お酒は何にしようかと悩んだ末、盃にいくらか今朝の日本酒が残っているのを見て、僕も日本酒を飲むことに。
お猪口に日本酒を注ぐ。残りは酔芙蓉の盃へ。器の朱色が酒に浸っていく様はきれいで目を奪われた。雲が跳ね返したかすかな西日がそこへ射して金色にきらめく。ふんわりと甘い香りがただよう。今までの人生で経験がないほど畏まり、そして厳かにお猪口と盃をぶつけた。千里の旅の果てに手に入れた霊薬をいただくような気持ちでお酒を口にした。
「おいしいな」
そうこぼした矢先、まさに僕が見ている目の前で盃のお酒が減っていった。喉を上下するのに似たリズムで消えていくお酒。盃を乗せた丸椅子を調べるが水漏れはしていない。盃の中央に沈むあの「幼生」に吸い込まれているんだ。ついにお酒は全て無くなった。盃の底には小人のような根っこが横たわっている。人の形をしていた。若い肢体だ。それが根であるから、茎はそのカラダから伸びている。ちょうど首があるはずの位置から伸びている茎を目でたどると蕾までいきついた。そして、
「あっ!」
蕾が開いた。
熱をもったため息を感じた。事が済んだオンナの吐息を思わせるものだった。艶やか白い花びらは先端を少しだけピンクに染めている。
美しい。
あまりの見惚れていると、ふと空っぽのお猪口を手にしているのが気恥ずかしくなった。すれ違った美人に見惚れて転んだみたいな気持ちだ。日本酒はもう無い。僕はワインの栓をあけた。
そのワインは三鷹の一部の店で取り扱っている限定のキウイワインだった。前々から気になっていたけど一人で飲むのもつまらないなと買うまでには至らなかった銘柄。白、ロゼ、にごりの3種類のうち、今回は白を購入。キウイの爽やかな香りが鼻をくすぐる。

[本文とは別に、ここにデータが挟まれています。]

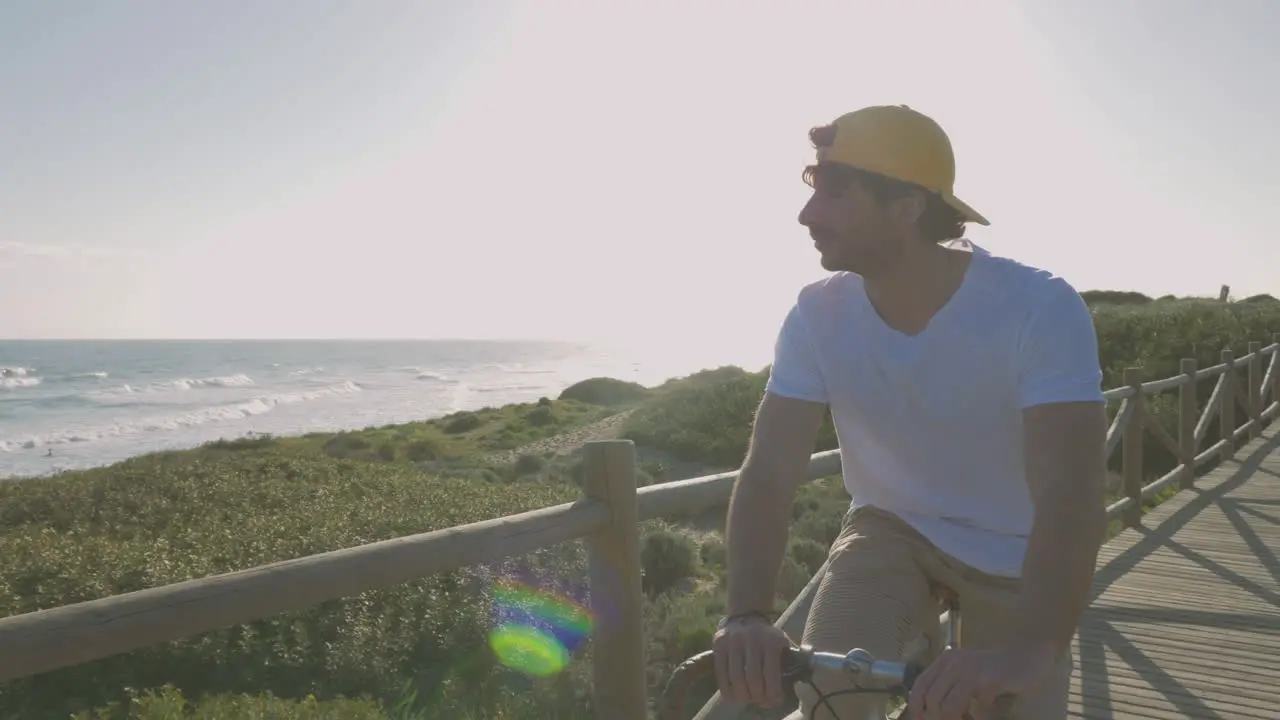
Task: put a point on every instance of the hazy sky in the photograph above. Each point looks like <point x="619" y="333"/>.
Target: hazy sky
<point x="543" y="168"/>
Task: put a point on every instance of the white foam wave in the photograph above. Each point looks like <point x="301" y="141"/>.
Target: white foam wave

心の中で何かの言い訳をするみたいにワインのことを喋り続けた。そこで大黒さんの言葉を思い出す。
「声をかけて、耳をかたむけて…………か」
花に話しかけて飲酒するなんて、誰かに見られたら気が触れたかと噂されてしまうだろう。いや、たしかにいくらかはおかしくなっているのかもしれない、僕は。

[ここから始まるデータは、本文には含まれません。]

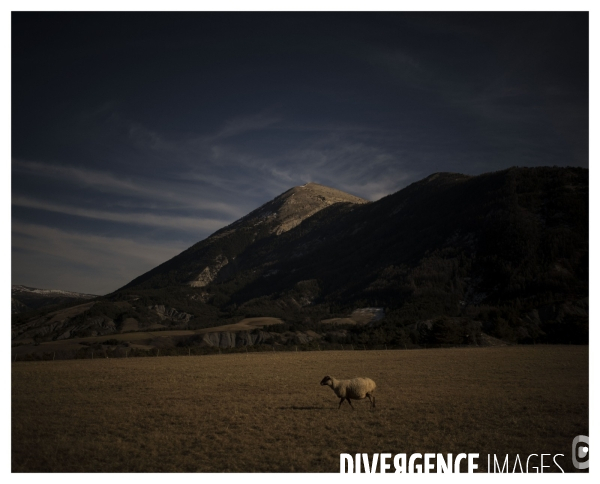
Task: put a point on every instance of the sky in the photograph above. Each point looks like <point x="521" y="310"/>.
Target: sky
<point x="136" y="135"/>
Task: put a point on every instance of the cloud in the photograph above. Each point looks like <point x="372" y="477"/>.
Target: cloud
<point x="53" y="258"/>
<point x="181" y="195"/>
<point x="189" y="224"/>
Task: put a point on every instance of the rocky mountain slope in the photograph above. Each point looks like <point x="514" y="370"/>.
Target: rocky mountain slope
<point x="443" y="261"/>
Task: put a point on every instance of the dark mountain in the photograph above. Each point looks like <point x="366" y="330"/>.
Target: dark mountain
<point x="449" y="259"/>
<point x="25" y="298"/>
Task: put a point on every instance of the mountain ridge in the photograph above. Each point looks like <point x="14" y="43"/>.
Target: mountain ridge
<point x="503" y="253"/>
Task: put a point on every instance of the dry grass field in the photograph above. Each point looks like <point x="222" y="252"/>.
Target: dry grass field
<point x="265" y="412"/>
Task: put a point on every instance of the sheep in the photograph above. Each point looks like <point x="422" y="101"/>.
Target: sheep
<point x="357" y="389"/>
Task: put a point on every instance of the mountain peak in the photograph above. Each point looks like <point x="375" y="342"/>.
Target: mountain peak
<point x="297" y="204"/>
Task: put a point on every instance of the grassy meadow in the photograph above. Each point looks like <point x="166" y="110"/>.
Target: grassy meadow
<point x="265" y="412"/>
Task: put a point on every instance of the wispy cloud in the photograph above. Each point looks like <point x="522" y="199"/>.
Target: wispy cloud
<point x="189" y="224"/>
<point x="181" y="195"/>
<point x="50" y="257"/>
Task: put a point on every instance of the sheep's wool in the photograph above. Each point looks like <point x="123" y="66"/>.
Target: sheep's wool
<point x="357" y="388"/>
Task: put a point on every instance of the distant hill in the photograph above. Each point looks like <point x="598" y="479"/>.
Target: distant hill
<point x="25" y="298"/>
<point x="447" y="260"/>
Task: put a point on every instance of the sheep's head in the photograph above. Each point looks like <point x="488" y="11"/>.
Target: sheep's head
<point x="326" y="381"/>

「三鷹のキウイは大きくて質が良いらしいんですが、それはキウイ発祥の地のニュージーランドの土壌が、三鷹の関東ローム層に似ているかららしいですよ。お土産向きな気がしますが、僕らが飲んだら地産地消でね、良いですよね。あっでも実は、キウイのルーツは中国にあるとかないとかで」
ペラペラ喋りながらワインを口にする。
「おいしいなぁ。久しぶりだなぁこんなのは」
気付くと盃は空だった。「ごめんよ、別のを注ぐからね」と手近にあった焼酎を持ち上げた。酔芙蓉の花はほんのりと赤みを増した。不思議なことに花から喜びのオーラ……なんて曖昧な表現しかできない何かが発散されているようだった。
感じられる、花のことを。
「良い飲みっぷりだね」
僕たちは飲み続けた。気持ちの良い酔いがまわり、日が沈みきって夜になった頃には、僕は花の声を聞く事が可能になった。彼女の声は透き通った、若い女のそれだった。
『お酒、もっと注いで?』
よく飲む花だった。大学生の飲み会の空気が想起した。
いつしか僕は寝落ちして、寝坊して、翌日のリモート会議を欠席してしまった。